Re: [PATCH v4 6/6] x86/resctrl: Add support for L3 occupancy monitoring via RMID MMIO read

From: Chen, Yu C

Date: Wed Jun 24 2026 - 05:07:40 EST


Hi Reinette,

On 6/24/2026 12:48 AM, Reinette Chatre wrote:
Hi Chenyu,

On 6/22/26 10:00 PM, Chen, Yu C wrote:
Hi Reinette,

On 6/23/2026 5:30 AM, Reinette Chatre wrote:
Hi Chenyu,
diff --git a/arch/x86/include/asm/resctrl.h b/arch/x86/include/asm/resctrl.h
index 97c2f6bc7a5f..9b3b03279dd8 100644
--- a/arch/x86/include/asm/resctrl.h
+++ b/arch/x86/include/asm/resctrl.h
@@ -41,6 +41,8 @@ struct resctrl_pqr_state {
   };
     bool erdt_enabled(void);
+struct rdt_domain_hdr;
+int erdt_mon_read(struct rdt_domain_hdr *hdr, int ev_id, int rmid, u64 *val);
     DECLARE_PER_CPU(struct resctrl_pqr_state, pqr_state);
   diff --git a/arch/x86/kernel/cpu/resctrl/core.c b/arch/x86/kernel/cpu/resctrl/core.c
index 90730f0851fa..fe812f7190fc 100644
--- a/arch/x86/kernel/cpu/resctrl/core.c
+++ b/arch/x86/kernel/cpu/resctrl/core.c
@@ -965,7 +965,7 @@ static __init bool get_rdt_mon_resources(void)
       bool ret = false;
         if (rdt_cpu_has(X86_FEATURE_CQM_OCCUP_LLC)) {
-        resctrl_enable_mon_event(QOS_L3_OCCUP_EVENT_ID, false, 0, NULL);
+        resctrl_enable_mon_event(QOS_L3_OCCUP_EVENT_ID, erdt_enabled(), 0, NULL);
           ret = true;
       }
       if (rdt_cpu_has(X86_FEATURE_CQM_MBM_TOTAL)) {

As mentioned in patch #1, when erdt_enabled() is true the enumeration still proceeds to
enumerate the monitoring properties via CPUID to discover the number of RMIDs that the
*MSR* supports and use it as the maximum RMID (and thus the maximum number of registers)
that MMIO supports?


OK, will switch to the maximum RMID exposed by ACPI table, if erdt_enabled() is true.
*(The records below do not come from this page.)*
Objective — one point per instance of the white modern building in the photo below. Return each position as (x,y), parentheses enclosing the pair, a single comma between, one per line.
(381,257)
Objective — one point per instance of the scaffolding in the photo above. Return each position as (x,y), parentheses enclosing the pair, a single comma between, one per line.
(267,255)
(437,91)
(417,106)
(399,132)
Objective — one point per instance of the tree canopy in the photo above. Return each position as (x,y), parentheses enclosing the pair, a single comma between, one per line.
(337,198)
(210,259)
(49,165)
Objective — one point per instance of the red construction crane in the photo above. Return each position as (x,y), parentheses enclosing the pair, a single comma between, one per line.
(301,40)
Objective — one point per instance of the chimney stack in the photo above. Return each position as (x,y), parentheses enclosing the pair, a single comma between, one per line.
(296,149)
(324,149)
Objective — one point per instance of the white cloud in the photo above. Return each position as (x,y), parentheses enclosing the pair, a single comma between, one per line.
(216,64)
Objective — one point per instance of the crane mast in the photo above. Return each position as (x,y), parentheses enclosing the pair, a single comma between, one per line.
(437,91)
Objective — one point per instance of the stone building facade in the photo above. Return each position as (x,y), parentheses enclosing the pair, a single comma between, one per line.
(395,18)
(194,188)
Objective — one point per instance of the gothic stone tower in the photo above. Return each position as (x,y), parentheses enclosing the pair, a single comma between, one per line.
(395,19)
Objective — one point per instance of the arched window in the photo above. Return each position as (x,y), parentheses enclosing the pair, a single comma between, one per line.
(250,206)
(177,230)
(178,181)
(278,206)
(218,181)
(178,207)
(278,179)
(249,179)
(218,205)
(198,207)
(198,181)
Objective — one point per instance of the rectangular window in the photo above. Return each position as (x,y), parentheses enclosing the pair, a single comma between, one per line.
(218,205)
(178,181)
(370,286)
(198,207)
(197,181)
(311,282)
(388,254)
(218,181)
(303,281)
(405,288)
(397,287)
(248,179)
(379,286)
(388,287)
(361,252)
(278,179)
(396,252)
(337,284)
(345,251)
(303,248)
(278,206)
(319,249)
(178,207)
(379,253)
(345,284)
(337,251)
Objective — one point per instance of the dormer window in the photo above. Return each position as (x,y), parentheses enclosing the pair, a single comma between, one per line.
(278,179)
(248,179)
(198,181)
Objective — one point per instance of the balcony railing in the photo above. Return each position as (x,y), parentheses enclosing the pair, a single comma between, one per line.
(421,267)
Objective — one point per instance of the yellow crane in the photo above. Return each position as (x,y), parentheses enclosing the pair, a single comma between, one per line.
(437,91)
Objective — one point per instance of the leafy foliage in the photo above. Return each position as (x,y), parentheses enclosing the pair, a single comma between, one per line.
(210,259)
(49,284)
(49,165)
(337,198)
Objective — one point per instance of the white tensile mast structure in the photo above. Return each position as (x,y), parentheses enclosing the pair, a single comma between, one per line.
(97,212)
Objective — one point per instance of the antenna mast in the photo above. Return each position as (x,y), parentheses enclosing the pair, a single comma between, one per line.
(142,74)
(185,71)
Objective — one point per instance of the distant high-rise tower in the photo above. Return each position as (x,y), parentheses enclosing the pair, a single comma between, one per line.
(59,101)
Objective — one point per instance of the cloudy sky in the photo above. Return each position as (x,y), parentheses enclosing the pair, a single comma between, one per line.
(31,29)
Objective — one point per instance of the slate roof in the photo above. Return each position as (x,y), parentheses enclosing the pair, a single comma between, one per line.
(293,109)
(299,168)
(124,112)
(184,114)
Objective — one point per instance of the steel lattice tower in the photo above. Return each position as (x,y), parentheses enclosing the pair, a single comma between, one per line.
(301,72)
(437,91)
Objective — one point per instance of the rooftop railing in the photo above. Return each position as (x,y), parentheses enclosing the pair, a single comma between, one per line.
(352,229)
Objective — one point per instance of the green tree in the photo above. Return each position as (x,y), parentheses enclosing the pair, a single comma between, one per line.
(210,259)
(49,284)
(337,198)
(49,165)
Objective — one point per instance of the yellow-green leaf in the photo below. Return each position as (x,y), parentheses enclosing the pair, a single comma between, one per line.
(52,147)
I believe the issue is larger than just the RMID enumeration. The CPUID and ACPI enumeration
appears to be fully intertwined. Taking a closer look at what above code does:
it checks *CPUID* whether CMT is enabled and then enables the LLC occupancy event to blindly use
MMIO if ERDT is enabled, irrespective of whether the ERDT tables include a cache monitoring table
or not. How is it guaranteed that if ERDT is enabled that there is a cache monitoring table?
Should it not be the existence of the ACPI cache monitoring table and its properties that
determines whether the LLC occupancy counter using MMIO registers should be enabled?


I see. How about replacing erdt_enabled() with fine-grained helper functions such as
erdt_has_cmrc(), erdt_has_mmrc(), and erdt_has_marc()? The latter two will be added
later for region-aware MBM/MBA. CMRC, MMRC and MARC are not guaranteed to coexist,
so splitting them into separate helpers would offer finer control.
I am concerned where this is headed since it looks to me as though the plan is to
sprinkle these finer grained checks throughout resctrl.

The erdt_has_* helper functions would ideally live under arch/x86/kernel/cpu/resctrl/
rather than the generic fs/resctrl directory, as architecture-specific code in the
former path is allow to see erdt logic I suppose? That said, since there are a large
number of such routines, introduce a dedicated helper to handle this uniformly would
be better(using arch_priv)

To me this sounds complicated
and error prone. Consider that resctrl_enable_mon_event() has an arch_priv parameter. To me
this seems to be the appropriate place for the architecture to give itself the needed
information about how to read the event.


OK, if I understand correctly, we can use the following logic to hide
erdt from monitor read:

/*
* helper to get the erdt's monitor arch_priv,
* defined in erdt.c, NULL in other place.
*
* caller doesn't know about CMRC
*/
void *get_evt_priv(enum resctrl_event_id eventid)
{
if (!erdt_enabled())
return NULL;

switch (eventid) {
case QOS_L3_OCCUP_EVENT_ID:
return cmrc_priv_valid ? &cmrc_priv : NULL;
default:
return NULL;
}
}

arch/x86/kernel/cpu/resctrl/core.c
get_rdt_mon_resources():
if (rdt_cpu_has(X86_FEATURE_CQM_OCCUP_LLC)) {
void *priv = get_evt_priv(QOS_L3_OCCUP_EVENT_ID);

resctrl_enable_mon_event(QOS_L3_OCCUP_EVENT_ID,
priv != NULL, 0, priv);
}

arch/x86/kernel/cpu/resctrl/monitor.c
resctrl_arch_rmid_read():
if (arch_priv)
return erdt_mon_read(hdr, eventid, rmid, val);
return arch_l3_read_event(hdr, rmid, eventid, val, r);

So in this way, there is no event-type checks in the read
path. Adding MMRC later only extends the switch in get_evt_priv().

thanks,
Chenyu